Marni Spring 2025 Ready-to-Wear

Francesco Risso is now in his ninth year at Marni, and it seems he’s only improving with time. Today’s collection was one of his finest yet: Though more restrained by his usual pyrotechnical standards, it still captured all the magic and enchantment Risso consistently conjures from his Mad Hatter ingenuity.

The show was held at Marni’s headquarters, a vast and spare space suffused with dark red light. Crowds in hysterics screaming for celebrities were nowhere in sight. The seating arrangement, a sparse and labyrinthine layout of chairs seemingly scattered at random, surrounded three black grand pianos. On each seat lay a poem, printed on origami paper, by an unknown author. It was about a white rabbit darting through the quietude of a dark moonlit forest. But swoop!

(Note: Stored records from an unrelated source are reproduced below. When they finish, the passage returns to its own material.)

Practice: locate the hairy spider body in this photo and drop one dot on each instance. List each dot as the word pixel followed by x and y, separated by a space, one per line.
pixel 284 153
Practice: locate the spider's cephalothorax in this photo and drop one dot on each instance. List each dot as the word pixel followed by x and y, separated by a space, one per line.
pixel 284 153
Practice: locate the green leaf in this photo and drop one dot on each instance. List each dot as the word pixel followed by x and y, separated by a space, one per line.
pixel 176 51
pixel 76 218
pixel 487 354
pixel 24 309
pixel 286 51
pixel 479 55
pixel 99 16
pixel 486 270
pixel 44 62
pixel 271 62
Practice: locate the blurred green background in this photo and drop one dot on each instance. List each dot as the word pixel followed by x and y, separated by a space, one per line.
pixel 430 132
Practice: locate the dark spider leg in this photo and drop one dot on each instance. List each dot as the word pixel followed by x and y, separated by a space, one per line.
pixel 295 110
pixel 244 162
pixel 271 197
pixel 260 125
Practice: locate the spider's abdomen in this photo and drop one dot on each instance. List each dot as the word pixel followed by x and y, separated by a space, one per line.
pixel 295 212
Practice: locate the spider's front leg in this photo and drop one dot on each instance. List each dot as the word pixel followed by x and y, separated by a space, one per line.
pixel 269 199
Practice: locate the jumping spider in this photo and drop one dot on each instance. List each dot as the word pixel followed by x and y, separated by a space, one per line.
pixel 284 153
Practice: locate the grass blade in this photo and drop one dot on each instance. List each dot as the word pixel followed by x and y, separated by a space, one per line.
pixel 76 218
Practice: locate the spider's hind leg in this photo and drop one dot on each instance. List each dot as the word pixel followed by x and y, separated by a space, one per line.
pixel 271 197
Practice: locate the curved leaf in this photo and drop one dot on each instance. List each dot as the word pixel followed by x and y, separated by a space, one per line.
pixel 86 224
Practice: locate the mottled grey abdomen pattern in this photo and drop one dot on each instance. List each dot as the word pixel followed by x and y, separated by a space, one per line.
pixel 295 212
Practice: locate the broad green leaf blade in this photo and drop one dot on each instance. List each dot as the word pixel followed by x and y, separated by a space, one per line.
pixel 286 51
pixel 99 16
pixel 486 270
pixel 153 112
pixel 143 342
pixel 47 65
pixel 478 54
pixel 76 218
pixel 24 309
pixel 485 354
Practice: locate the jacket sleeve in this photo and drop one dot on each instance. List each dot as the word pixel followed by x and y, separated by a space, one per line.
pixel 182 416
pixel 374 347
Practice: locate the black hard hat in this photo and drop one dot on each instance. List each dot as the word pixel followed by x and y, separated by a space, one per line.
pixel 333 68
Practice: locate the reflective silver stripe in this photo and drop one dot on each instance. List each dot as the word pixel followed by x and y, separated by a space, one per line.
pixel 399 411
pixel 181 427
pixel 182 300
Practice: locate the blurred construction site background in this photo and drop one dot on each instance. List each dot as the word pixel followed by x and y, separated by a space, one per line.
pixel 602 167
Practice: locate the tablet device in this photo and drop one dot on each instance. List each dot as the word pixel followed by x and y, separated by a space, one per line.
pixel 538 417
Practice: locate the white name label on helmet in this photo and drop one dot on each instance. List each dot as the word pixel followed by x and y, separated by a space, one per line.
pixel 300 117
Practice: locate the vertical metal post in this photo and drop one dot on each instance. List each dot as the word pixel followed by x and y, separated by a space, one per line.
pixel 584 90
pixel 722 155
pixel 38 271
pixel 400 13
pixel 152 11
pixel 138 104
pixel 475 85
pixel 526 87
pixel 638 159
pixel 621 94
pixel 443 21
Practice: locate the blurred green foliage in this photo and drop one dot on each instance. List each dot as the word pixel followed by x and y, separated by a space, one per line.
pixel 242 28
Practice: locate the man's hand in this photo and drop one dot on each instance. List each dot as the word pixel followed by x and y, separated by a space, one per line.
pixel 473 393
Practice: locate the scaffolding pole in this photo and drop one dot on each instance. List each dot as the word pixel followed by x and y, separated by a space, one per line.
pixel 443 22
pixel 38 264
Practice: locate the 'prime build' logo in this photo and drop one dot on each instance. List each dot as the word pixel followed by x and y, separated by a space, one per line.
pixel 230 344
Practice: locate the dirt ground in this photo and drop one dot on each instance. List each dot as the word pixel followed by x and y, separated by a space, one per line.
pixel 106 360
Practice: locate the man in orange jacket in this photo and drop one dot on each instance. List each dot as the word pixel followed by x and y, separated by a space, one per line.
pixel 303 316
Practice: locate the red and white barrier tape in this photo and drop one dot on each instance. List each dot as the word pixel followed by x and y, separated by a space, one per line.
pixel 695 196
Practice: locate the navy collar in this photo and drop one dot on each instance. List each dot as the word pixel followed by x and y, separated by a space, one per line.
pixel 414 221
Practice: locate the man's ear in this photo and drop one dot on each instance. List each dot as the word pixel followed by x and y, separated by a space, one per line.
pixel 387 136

In a flash, the bunny vanishes. “Beauty is a white rabbit. You chase it, though you fall short in capturing it,” said Risso backstage. Perhaps this time he succeeded.

Staying true to his whimsical radicalism, Risso crafted the entire collection solely from cotton, experimenting with its textures and weaves in various forms. Cotton, a perennial, honest material, symbolizes resilience and embodies the “purity of beauty” that Risso has been pursuing. “The cotton thread represents the thread that mends relationships and wounds, guiding us back to the right path after we’ve strayed, and leading us towards what I call the essential beauty routine,” he explained. Fittingly, this was also the title of the show.

The collection’s approach was “rather liturgical,” as Risso put it: he wanted to evoke the ritualistic nature of fashion shows from a bygone era, when the progression flowed seamlessly from daywear, through les tenues d’après midi, culminating in grand evening gowns. Here, Risso began with slender silhouettes in soft hues, punctuated by dashes of black and white—fitted blazers over leggings, cropped chemises worn backwards like capelets, and small hourglass dresses shaped by vertical pleats. Gradually, the designs transitioned into more voluminous forms, featuring broad-shouldered jackets and tuxedos paired with tight siren skirts with stiff ruched hems, introducing a hint of ’50s couture, further accentuated by wondrous hats “à la Audrey Hepburn.”

Nostalgia doesn’t feature in Risso’s vocabulary though; the stunning parade of evening gowns that closed the show was a masterclass in fresh, poised fabulousness. Bustier dresses with pannier skirts were printed with bold, blown-up roses or exquisitely fluttered with shredded cotton feathers embroidered with shimmering crystals. “They’re glimpses of impossible beauty,” said Risso. “Beauty is pervasive: it makes everyone feel more beautiful.”